The mechanism of hydrogen storage from Li–F–PCNFs is shown in Fig. 8. When the hydrogen molecule moves from outside the surface of PCNFs, the hydrogen molecule is affected by the electronegativity gap between the lithium and fluorine. Fluorine has the highest electronegativity (4.0) among the elements and lithium has the lowest electronegativity (0.98). The electronegativity of carbon lies between that of fluorine and lithium at 2.55. Therefore, fluorine exhibits electrically negative-charged characteristics (δ−) on the surface, and the lithium exhibits relatively positively charged characteristics (δ+). Consequently, this electronegativity difference will electrically attract the hydrogen molecule into PCNFs.[60] The electrons from the hydrogen molecule are attracted towards the surface by electric force and can be adsorbed on the surface of the PCNFs more efficiently. Furthermore, the nanopore size of the PCNFs is 2.65 nm for the Li–F–PCNFs composites, which can be ascribed to the capillary condensation according to the equilibrium temperature of adsorption and the geometrical characteristics of the adsorbent. Therefore, these effects are beneficial to an improvement of hydrogen storage.
Fig. 8
The mechanism of hydrogen adsorption by the Li–F–PCNFs composites.
Conclusions
In summary, we report a facile synthesis procedure for the preparation of Li–F–PCNFs composites with noticeable performance as hydrogen storage materials.
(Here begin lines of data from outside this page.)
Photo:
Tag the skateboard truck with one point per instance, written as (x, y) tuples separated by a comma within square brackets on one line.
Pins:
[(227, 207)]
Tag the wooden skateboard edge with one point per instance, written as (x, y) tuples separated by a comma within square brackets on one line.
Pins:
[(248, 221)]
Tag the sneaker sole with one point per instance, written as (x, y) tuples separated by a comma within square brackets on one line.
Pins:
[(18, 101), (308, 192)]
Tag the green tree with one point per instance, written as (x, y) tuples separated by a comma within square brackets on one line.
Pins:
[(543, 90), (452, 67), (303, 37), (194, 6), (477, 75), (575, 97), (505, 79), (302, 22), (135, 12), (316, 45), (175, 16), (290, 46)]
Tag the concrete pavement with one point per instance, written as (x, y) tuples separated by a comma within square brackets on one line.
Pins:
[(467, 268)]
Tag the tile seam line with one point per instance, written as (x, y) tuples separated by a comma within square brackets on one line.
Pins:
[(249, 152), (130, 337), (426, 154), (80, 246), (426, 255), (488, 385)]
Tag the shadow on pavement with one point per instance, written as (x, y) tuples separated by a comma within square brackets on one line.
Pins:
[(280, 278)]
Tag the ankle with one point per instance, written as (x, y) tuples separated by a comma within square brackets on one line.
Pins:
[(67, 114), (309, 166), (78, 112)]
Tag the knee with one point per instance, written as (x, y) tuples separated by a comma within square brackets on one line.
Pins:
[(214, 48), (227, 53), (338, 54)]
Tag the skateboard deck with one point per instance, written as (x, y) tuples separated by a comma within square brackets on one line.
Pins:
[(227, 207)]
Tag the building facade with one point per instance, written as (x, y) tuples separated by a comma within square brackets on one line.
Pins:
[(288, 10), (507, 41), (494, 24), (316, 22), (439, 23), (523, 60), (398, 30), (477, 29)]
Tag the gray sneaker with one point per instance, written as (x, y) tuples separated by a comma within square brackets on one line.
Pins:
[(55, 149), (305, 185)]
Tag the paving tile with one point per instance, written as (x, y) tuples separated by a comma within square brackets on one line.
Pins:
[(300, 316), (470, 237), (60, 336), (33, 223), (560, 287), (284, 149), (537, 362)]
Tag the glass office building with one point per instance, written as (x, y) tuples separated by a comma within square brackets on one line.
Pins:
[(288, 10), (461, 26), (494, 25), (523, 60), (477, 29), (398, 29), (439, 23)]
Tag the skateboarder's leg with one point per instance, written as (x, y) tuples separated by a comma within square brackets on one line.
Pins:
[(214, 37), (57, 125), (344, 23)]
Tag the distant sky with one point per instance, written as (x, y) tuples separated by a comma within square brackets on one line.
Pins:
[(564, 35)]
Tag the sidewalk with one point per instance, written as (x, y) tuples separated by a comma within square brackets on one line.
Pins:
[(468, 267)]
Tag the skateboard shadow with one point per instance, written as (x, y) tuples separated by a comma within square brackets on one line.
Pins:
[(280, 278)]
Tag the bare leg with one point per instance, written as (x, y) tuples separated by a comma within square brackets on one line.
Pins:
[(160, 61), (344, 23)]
The Li–F–PCNFs were synthesized through a simple electrospinning, hydrothermal treatment, and carbonization process. Especially, PFSA was not only a fluorine source to enhance the hydrogen adsorption density, but it also acted to prevent the agglomeration of lithium nanoparticles through an ion-exchange method. The porous carbon framework endows the Li NPs with a uniform distribution, effective space confinement, and a much higher specific surface area. The unique architecture of the Li–F–PCNFs composites allows 2.4 wt% absorption under 10 MPa at 0 °C. Therefore, this strategy represents a highly novel approach for synthesizing Li–F–PCNF scomposites to act as hydrogen storage materials that exhibit superior storage properties. It is also expected that these materials can be significant potential materials in the electrochemical and fuel-cell fields.
Author contributions
This work was finished through contributions from all authors. The design and synthesis of Li–F–PCNFs used in this work, and most of tests relating to the structure and morphology, were contributed to by Xiaohong Chen, Zhiyong Xue, Kai Niu, and Xundao Liu. With the help of Wei Lv, Bao Zhang, Zhongyu Li, Hong Zeng, and Yu Ren, the hydrogen storage experiments were successfully completed. Prof. Ying Wu and Prof. Yongming Zhang directed the whole process relating to this carbon-based storage system and revised the manuscript. All authors have given approval to the final version of this manuscript.
Conflicts of interest
All authors declare that there are no conflicts of interest.